- Born: 1983 (age 42–43) New York, United States
- Occupations: Entrepreneur and creative professional
- Years active: 2015-Present
- Notable work: The Crypt Sessions The Angel's Share

= Andrew Ousley =

Entrepreneur and creative professional

Andrew Ousley (born 1983) is an entrepreneur and creative professional, best known as the founder and artistic director of classical music and opera concert series The Crypt Sessions.

== Early life and education ==
Ousley was born in New York City, United States, in 1983. He was introduced to opera by his mother, Mary Ousley, at the age of 16.

== Career ==
In 2015, Ousley founded Unison Media, a public relations and marketing firm. While scouting locations for unconventional performance spaces, Ousley discovered a Crypt Chapel underneath the Church of the Intercession.
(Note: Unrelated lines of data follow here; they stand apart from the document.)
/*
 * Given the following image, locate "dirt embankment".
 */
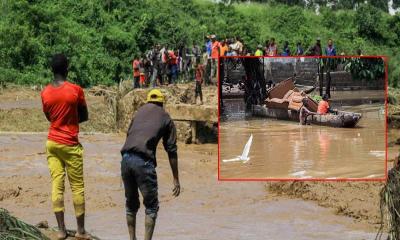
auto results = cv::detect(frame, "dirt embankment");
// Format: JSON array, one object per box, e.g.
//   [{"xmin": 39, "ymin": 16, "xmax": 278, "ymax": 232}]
[
  {"xmin": 112, "ymin": 81, "xmax": 217, "ymax": 143},
  {"xmin": 388, "ymin": 88, "xmax": 400, "ymax": 129},
  {"xmin": 0, "ymin": 85, "xmax": 115, "ymax": 133},
  {"xmin": 267, "ymin": 181, "xmax": 385, "ymax": 231}
]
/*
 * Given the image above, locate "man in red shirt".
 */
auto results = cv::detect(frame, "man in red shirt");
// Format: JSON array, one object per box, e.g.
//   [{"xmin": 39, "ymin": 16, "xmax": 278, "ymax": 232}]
[
  {"xmin": 132, "ymin": 57, "xmax": 141, "ymax": 88},
  {"xmin": 168, "ymin": 50, "xmax": 178, "ymax": 84},
  {"xmin": 41, "ymin": 54, "xmax": 90, "ymax": 240}
]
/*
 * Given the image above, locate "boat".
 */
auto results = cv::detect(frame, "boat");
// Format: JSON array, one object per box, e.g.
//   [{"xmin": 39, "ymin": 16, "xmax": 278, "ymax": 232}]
[{"xmin": 252, "ymin": 78, "xmax": 362, "ymax": 128}]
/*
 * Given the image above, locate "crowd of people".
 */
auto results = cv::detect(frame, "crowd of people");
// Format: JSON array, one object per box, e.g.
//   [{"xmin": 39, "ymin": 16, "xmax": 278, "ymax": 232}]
[{"xmin": 131, "ymin": 35, "xmax": 347, "ymax": 104}]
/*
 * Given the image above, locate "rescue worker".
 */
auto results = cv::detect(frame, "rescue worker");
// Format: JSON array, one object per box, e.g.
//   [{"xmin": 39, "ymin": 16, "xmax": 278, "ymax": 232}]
[
  {"xmin": 120, "ymin": 89, "xmax": 180, "ymax": 240},
  {"xmin": 41, "ymin": 54, "xmax": 91, "ymax": 240},
  {"xmin": 317, "ymin": 94, "xmax": 336, "ymax": 115}
]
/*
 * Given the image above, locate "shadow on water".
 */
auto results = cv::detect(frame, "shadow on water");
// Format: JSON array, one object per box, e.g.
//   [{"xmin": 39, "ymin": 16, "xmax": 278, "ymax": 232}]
[{"xmin": 220, "ymin": 99, "xmax": 251, "ymax": 121}]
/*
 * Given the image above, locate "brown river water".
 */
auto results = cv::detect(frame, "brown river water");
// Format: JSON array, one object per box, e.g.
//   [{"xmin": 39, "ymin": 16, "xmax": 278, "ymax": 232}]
[
  {"xmin": 0, "ymin": 133, "xmax": 378, "ymax": 239},
  {"xmin": 220, "ymin": 101, "xmax": 386, "ymax": 179}
]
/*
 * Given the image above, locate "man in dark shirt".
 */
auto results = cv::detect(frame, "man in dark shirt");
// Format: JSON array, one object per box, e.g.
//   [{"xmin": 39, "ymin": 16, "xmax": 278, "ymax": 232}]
[
  {"xmin": 308, "ymin": 37, "xmax": 322, "ymax": 56},
  {"xmin": 120, "ymin": 89, "xmax": 180, "ymax": 240}
]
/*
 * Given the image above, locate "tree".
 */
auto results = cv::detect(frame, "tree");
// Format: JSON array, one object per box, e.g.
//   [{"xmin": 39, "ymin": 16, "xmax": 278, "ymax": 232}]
[{"xmin": 355, "ymin": 4, "xmax": 384, "ymax": 42}]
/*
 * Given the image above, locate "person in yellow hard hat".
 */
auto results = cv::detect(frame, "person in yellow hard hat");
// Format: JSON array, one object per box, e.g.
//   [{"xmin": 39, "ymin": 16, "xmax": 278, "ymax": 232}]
[{"xmin": 120, "ymin": 89, "xmax": 180, "ymax": 240}]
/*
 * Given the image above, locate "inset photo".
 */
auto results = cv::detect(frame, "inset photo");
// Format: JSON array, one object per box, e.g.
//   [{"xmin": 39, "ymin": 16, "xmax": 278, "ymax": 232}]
[{"xmin": 218, "ymin": 56, "xmax": 387, "ymax": 180}]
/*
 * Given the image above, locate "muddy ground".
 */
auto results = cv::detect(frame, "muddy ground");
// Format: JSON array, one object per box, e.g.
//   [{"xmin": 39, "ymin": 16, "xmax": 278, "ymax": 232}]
[
  {"xmin": 0, "ymin": 84, "xmax": 399, "ymax": 239},
  {"xmin": 267, "ymin": 181, "xmax": 384, "ymax": 226},
  {"xmin": 0, "ymin": 133, "xmax": 381, "ymax": 239}
]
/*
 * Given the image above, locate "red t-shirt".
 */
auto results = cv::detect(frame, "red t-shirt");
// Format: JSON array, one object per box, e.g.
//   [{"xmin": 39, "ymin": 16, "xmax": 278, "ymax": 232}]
[
  {"xmin": 41, "ymin": 81, "xmax": 87, "ymax": 145},
  {"xmin": 195, "ymin": 64, "xmax": 204, "ymax": 83},
  {"xmin": 132, "ymin": 60, "xmax": 140, "ymax": 77},
  {"xmin": 317, "ymin": 100, "xmax": 329, "ymax": 115},
  {"xmin": 168, "ymin": 51, "xmax": 177, "ymax": 65}
]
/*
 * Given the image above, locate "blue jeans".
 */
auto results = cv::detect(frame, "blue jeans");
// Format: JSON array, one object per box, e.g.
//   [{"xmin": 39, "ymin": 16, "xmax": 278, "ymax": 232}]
[
  {"xmin": 150, "ymin": 67, "xmax": 158, "ymax": 87},
  {"xmin": 121, "ymin": 152, "xmax": 159, "ymax": 218},
  {"xmin": 170, "ymin": 64, "xmax": 178, "ymax": 84}
]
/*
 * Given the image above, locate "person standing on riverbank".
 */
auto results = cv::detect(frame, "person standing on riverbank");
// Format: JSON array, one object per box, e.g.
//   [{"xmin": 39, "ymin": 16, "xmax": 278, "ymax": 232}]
[
  {"xmin": 282, "ymin": 41, "xmax": 291, "ymax": 56},
  {"xmin": 325, "ymin": 39, "xmax": 336, "ymax": 56},
  {"xmin": 120, "ymin": 89, "xmax": 180, "ymax": 240},
  {"xmin": 295, "ymin": 42, "xmax": 304, "ymax": 56},
  {"xmin": 267, "ymin": 38, "xmax": 277, "ymax": 56},
  {"xmin": 255, "ymin": 45, "xmax": 263, "ymax": 56},
  {"xmin": 41, "ymin": 54, "xmax": 91, "ymax": 240},
  {"xmin": 309, "ymin": 38, "xmax": 322, "ymax": 56},
  {"xmin": 194, "ymin": 60, "xmax": 205, "ymax": 105},
  {"xmin": 132, "ymin": 57, "xmax": 141, "ymax": 88},
  {"xmin": 210, "ymin": 35, "xmax": 220, "ymax": 84}
]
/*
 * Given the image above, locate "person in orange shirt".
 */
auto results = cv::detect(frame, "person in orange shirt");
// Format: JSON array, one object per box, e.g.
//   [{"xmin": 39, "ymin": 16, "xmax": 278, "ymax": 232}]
[
  {"xmin": 317, "ymin": 94, "xmax": 335, "ymax": 115},
  {"xmin": 211, "ymin": 35, "xmax": 220, "ymax": 59},
  {"xmin": 219, "ymin": 40, "xmax": 228, "ymax": 57},
  {"xmin": 210, "ymin": 35, "xmax": 220, "ymax": 84}
]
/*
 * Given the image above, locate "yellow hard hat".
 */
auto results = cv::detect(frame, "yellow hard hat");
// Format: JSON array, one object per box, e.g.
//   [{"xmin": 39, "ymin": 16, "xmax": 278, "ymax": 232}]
[{"xmin": 147, "ymin": 89, "xmax": 165, "ymax": 103}]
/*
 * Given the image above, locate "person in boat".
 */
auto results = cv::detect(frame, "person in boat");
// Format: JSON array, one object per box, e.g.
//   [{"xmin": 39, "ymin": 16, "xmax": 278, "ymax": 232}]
[
  {"xmin": 299, "ymin": 97, "xmax": 314, "ymax": 125},
  {"xmin": 317, "ymin": 94, "xmax": 336, "ymax": 115}
]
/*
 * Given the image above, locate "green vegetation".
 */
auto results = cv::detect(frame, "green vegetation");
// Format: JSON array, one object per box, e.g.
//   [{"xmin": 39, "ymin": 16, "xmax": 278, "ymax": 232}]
[
  {"xmin": 310, "ymin": 94, "xmax": 322, "ymax": 103},
  {"xmin": 0, "ymin": 0, "xmax": 399, "ymax": 87},
  {"xmin": 0, "ymin": 208, "xmax": 50, "ymax": 240},
  {"xmin": 343, "ymin": 58, "xmax": 385, "ymax": 82}
]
By the end of 2015, Ousley launched the initial performances of The Crypt Sessions, a classical music concert series held in the Crypt.

Ousley has continued to present musical performances at The Church of the Intercession in Manhattan and Green-Wood Cemetery in, with notable invited artists such as The New York Philharmonic, violinist Gil Shaham, opera tenor Lawrence Brownlee, and pianist Conrad Tao.

The Crypt Sessions, an ongoing classical music concert series performed in the crypt of the Church of the Intercession, was launched by Ousley on November 4, 2015, with American composer and pianist Conrad Tao.

In 2018, Ousley launched the Angel's Share, a series of opera and chamber music concerts taking place in the Catacombs of the Green-Wood cemetery. Since 2020, the music concerts have been organized through Ousley's nonprofit company, the Death of Classical.